Se mi aveste chiesto anche solo una settimana fa di una mia eventuale candidatura nel listino del Presidente Chiamparino, vi avrei risposto senza esitazione in modo negativo. Poi, nel volgere del fine settimana di Pasqua, per le vie non sempre prevedibili della politica, mi è stata chiesta la disponibilità a far parte del “listino del Presidente Chiamparino”.

Chiariamo subito di cosa si tratta. Alle prossime elezioni regionali, i cittadini eleggeranno 40 consiglieri nei rispettivi collegi provinciali esprimendo un voto per il partito prescelto, e se lo desiderano, indicando una preferenza per uno dei candidati del proprio collegio. Altri 10 consiglieri saranno attribuiti per legge al candidato Presidente che il 26 maggio avrà ottenuto il maggior numero di voti. Un premio di maggioranza che consente al vincitore di avere appunto una maggioranza stabile nel nuovo Consiglio regionale. Ecco, per volere di Chiamparino e del Partito Democratico piemontese sono stato inserito nel “listino del Presidente”. Gli elettori non dovranno scrivere il mio nome sulla scheda, ma semplicemente scegliere Chiamparino e il Partito Democratico. 

Perché ho accettato questa proposta? Per tre semplici ragioni. 

La prima: in Piemonte si gioca una sfida che riguarda tutto il Nord. Siamo l’unica regione del Nord ancora guidata dal centrosinistra. Tutte le altre hanno eletto presidenti leghisti. Il Piemonte, con la vittoria di Chiamparino, può essere un argine al dilagare del nazional-populismo. Con l’esperienza maturata, sia in campo sociale sia politico-parlamentare, voglio fare la mia parte per mettere un freno a questa deriva dannosa per tutto il Paese.

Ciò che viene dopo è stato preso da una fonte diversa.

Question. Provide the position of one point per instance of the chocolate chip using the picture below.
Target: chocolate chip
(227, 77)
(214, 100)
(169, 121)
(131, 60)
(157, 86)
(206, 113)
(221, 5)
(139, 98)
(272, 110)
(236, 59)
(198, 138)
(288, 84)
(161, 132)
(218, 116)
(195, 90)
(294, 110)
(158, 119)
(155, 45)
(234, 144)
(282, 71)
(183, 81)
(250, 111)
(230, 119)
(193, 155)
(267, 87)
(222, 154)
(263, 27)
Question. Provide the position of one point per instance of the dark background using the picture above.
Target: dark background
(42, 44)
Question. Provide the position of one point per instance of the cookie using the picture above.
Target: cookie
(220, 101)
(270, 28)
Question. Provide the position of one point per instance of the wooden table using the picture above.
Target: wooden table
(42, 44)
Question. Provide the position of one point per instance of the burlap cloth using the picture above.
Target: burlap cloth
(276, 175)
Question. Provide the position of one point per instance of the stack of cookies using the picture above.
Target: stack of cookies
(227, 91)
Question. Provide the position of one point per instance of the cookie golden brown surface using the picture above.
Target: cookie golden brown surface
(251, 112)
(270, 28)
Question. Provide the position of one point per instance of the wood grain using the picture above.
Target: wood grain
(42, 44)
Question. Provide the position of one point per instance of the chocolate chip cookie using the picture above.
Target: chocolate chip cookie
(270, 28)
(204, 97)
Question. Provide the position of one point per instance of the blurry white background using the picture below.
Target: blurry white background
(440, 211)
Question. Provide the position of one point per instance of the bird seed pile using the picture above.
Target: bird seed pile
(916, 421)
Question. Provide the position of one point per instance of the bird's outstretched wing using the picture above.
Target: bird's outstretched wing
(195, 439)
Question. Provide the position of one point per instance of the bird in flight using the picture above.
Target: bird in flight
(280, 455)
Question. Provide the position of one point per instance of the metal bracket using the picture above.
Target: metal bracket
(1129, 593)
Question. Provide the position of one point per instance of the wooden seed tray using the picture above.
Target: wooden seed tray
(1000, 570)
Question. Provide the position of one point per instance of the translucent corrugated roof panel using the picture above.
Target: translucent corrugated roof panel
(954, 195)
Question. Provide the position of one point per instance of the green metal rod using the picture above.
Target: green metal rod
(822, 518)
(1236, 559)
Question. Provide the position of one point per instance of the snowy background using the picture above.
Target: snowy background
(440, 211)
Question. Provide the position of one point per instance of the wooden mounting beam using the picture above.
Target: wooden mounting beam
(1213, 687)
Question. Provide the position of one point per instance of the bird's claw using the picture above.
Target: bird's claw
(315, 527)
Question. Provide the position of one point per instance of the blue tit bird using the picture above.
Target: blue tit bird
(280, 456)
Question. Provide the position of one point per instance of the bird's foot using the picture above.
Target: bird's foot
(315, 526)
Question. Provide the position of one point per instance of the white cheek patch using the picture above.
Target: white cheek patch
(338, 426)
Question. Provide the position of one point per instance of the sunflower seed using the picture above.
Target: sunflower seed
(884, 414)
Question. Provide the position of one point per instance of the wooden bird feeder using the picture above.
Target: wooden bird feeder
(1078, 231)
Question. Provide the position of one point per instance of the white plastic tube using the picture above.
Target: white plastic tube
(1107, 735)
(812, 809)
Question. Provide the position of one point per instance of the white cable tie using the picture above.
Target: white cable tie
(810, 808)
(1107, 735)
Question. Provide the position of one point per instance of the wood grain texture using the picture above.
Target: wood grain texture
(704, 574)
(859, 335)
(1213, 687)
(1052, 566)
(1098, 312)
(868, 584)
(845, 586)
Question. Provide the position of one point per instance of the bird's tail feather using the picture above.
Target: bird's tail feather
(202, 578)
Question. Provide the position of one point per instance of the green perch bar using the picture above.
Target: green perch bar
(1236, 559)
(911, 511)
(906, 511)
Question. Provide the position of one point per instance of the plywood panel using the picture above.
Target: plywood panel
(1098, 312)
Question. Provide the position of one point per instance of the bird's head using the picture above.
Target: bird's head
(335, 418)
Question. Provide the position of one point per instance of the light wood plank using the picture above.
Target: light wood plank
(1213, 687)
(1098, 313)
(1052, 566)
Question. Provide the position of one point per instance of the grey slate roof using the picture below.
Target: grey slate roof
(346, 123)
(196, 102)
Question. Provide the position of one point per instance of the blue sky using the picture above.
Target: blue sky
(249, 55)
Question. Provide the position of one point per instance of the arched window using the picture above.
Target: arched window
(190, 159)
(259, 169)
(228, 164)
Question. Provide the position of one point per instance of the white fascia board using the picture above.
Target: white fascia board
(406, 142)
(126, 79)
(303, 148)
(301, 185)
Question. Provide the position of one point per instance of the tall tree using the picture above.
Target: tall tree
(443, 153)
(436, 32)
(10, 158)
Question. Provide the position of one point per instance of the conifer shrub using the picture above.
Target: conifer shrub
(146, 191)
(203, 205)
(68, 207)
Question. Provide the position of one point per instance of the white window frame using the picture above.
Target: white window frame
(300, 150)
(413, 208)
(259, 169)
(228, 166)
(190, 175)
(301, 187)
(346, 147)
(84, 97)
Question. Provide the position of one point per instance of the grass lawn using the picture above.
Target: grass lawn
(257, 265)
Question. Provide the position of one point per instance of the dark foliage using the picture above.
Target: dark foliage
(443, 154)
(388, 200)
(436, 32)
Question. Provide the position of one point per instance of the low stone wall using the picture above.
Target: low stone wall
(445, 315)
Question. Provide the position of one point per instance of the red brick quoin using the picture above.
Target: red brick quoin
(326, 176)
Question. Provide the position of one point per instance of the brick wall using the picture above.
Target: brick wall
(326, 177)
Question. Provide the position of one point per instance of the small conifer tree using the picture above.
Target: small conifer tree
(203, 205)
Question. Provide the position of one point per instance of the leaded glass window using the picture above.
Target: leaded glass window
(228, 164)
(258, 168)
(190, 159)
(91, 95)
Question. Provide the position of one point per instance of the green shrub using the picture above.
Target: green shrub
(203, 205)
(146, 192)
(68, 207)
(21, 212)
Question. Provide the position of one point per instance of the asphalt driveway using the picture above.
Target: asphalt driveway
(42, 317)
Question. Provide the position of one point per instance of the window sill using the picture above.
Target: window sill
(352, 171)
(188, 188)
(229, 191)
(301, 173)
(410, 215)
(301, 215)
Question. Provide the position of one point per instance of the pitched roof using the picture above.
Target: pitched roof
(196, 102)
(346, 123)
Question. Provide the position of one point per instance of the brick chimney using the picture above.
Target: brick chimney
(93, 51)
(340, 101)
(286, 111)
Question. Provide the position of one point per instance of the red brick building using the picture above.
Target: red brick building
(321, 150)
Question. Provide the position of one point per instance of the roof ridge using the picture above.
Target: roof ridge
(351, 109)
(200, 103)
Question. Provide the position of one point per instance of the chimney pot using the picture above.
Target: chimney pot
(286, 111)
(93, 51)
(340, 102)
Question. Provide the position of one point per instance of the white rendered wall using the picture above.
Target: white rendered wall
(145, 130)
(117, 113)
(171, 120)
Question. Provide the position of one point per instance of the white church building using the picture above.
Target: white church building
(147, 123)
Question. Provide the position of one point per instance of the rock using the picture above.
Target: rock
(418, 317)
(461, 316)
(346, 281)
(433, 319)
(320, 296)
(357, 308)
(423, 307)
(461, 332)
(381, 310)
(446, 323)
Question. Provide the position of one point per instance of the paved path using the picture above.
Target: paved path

Seconda ragione: sono vercellese e come tale vorrei provare a dare un’opportunità di rappresentanza in Consiglio regionale ad una delle provincie “piccole” dell’Alto Piemonte. Con la presenza nel listino, se Chiamparino vincerà le elezioni, avrò la possibilità di continuare un lavoro di rappresentanza del mio territorio, cosa che ho sempre cercato di fare come parlamentare fino al 2018.

Infine, terza ragione: desidero dare il mio contributo perché il Piemonte possa diventare uno straordinario laboratorio di innovazione tecnologica e della conoscenza; riesca a dar vita a un’originale esperienza di welfare comunitario; e insieme essere un ponte che guarda senza paura all’Europa e al Mondo.